Another has to do with the nature of research.  In order to alter care, new treatments must prove themselves superior to current care, the presumed "gold standard."  Eating and drinking at will have not been show to produce what medical-model thinkers would consider clinical benefits, ergo practice need not be changed.  But, of course, eating and drinking are not treatments but normal, spontaneous behaviors during a normal physiologic process, and withholding oral intake and IV infusions were never established as safe or effective before they became standard management.

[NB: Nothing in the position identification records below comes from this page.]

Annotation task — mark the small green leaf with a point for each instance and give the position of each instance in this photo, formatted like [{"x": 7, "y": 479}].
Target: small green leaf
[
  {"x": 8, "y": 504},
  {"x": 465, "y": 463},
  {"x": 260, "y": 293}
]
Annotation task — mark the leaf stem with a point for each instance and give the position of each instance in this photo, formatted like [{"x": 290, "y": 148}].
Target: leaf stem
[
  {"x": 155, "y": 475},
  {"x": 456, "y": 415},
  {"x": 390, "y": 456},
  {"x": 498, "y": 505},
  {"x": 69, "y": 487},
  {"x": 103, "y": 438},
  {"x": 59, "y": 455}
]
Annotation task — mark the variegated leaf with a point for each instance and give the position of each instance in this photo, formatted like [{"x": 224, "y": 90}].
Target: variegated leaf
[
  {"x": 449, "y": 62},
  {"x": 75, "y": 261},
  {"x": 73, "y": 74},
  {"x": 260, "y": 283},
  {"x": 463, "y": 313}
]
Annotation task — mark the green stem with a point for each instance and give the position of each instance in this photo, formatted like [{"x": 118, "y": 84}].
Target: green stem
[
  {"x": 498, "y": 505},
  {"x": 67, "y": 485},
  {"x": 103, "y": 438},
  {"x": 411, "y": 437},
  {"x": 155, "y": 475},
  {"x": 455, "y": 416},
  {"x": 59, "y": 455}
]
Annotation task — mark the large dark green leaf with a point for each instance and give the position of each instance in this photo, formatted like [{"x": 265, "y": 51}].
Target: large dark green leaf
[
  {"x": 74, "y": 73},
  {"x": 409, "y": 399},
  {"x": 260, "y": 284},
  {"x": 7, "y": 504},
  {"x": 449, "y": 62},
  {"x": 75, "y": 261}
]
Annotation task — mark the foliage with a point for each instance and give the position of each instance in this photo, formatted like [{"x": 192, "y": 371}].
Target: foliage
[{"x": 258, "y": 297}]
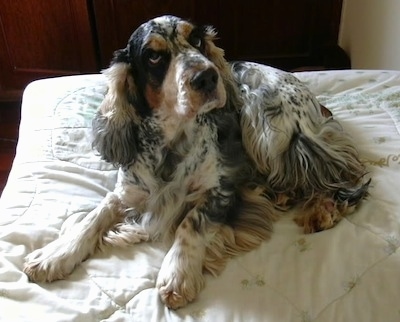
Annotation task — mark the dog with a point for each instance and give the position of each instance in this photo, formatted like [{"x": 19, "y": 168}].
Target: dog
[{"x": 210, "y": 153}]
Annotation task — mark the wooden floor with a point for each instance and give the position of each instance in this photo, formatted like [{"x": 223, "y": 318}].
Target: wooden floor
[{"x": 9, "y": 124}]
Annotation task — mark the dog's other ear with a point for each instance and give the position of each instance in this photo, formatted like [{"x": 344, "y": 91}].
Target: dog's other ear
[
  {"x": 217, "y": 56},
  {"x": 115, "y": 123}
]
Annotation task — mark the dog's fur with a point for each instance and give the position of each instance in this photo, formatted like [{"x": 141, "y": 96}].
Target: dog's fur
[{"x": 208, "y": 151}]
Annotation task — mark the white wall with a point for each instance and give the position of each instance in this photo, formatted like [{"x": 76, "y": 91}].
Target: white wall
[{"x": 370, "y": 33}]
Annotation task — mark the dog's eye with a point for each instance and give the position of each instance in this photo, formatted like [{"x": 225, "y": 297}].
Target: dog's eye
[
  {"x": 196, "y": 41},
  {"x": 154, "y": 57}
]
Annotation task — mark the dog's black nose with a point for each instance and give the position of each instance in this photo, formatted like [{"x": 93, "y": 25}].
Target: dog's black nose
[{"x": 205, "y": 80}]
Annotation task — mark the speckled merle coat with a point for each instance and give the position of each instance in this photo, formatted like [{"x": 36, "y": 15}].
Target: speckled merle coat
[{"x": 207, "y": 152}]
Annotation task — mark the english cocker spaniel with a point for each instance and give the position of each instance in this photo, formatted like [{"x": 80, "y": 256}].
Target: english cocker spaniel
[{"x": 209, "y": 153}]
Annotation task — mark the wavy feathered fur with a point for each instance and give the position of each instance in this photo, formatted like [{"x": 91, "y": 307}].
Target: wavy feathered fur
[{"x": 207, "y": 151}]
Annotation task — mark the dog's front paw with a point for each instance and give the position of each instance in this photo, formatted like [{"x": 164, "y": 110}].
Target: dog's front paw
[
  {"x": 180, "y": 280},
  {"x": 321, "y": 214},
  {"x": 178, "y": 289},
  {"x": 52, "y": 262}
]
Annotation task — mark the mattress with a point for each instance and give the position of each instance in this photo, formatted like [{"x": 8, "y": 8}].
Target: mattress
[{"x": 348, "y": 273}]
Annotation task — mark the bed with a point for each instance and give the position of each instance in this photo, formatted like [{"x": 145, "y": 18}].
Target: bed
[{"x": 348, "y": 273}]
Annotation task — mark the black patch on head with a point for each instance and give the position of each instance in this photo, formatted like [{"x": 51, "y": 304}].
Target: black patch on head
[{"x": 196, "y": 38}]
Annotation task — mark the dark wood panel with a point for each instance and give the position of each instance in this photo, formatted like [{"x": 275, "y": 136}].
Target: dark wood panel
[
  {"x": 283, "y": 33},
  {"x": 39, "y": 39},
  {"x": 9, "y": 124}
]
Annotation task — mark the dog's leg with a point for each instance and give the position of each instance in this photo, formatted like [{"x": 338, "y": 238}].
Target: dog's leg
[
  {"x": 181, "y": 275},
  {"x": 57, "y": 260},
  {"x": 321, "y": 213}
]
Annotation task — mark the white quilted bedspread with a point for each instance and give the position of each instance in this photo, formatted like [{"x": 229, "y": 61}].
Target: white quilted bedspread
[{"x": 348, "y": 273}]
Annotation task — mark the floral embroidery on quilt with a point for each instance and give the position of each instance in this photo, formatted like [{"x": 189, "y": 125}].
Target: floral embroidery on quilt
[
  {"x": 256, "y": 281},
  {"x": 302, "y": 244},
  {"x": 349, "y": 285},
  {"x": 385, "y": 161},
  {"x": 393, "y": 244}
]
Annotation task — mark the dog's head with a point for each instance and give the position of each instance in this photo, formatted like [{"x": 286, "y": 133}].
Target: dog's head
[{"x": 170, "y": 69}]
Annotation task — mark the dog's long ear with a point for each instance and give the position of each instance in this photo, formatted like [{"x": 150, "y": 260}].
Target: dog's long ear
[{"x": 114, "y": 126}]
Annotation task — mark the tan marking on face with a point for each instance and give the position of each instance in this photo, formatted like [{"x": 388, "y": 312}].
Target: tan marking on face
[
  {"x": 184, "y": 28},
  {"x": 154, "y": 97},
  {"x": 157, "y": 43}
]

Finally, as Robbie Davis-Floyd (1992) writes, NPO and routine IVs serve the symbolic ritual purposes of inculcating beliefs about the nature of society and the proper role of childbearing women within it:

To deny a laboring women access to her own choice of food and drink in the hospital is to confirm her initiatory status and consequent loss of autonomy, to increase the chances that she will need interventions, and to tell her that only the institution can provide the nourishment she needs-- a message that is most forcefully conveyed through the "IV" (p. 92).
The IV, she says, serves as an umbilical cord linking the woman to the hospital in the same way that her baby is linked to her within the womb.  In this way, she receives the message that we are all dependent on society's institutions for our lives and that the institution, not she, is the giver of life.

A more appropriate model for childbirth than the presurgical analogy is a prolonged, demanding athletic event that poses a small risk of serious injury.  A sports medicine physician would be horrified at the thought of depriving an athlete of foods and fluid in such a case.  And as for risk, until such time as we require "nothing by mouth" and "just in case" IVs for downhill skiers, football players, and, for that matter, drivers entering the freeway, we should not require them of laboring women."


They go on to give recommended strategies for optimal care, which include encouraging laboring women to eat and drink as they feel the need-- not overloading on fluids nor making themselves eat, and reserving IVs for those times of dehydration or other medical indication.  Also, they recommend infusing "physiologic volumes of fluid"-- that is, giving fluids in amounts that would be similar to what a healthy person would or could intake on their own.

They just summed it all up so well!!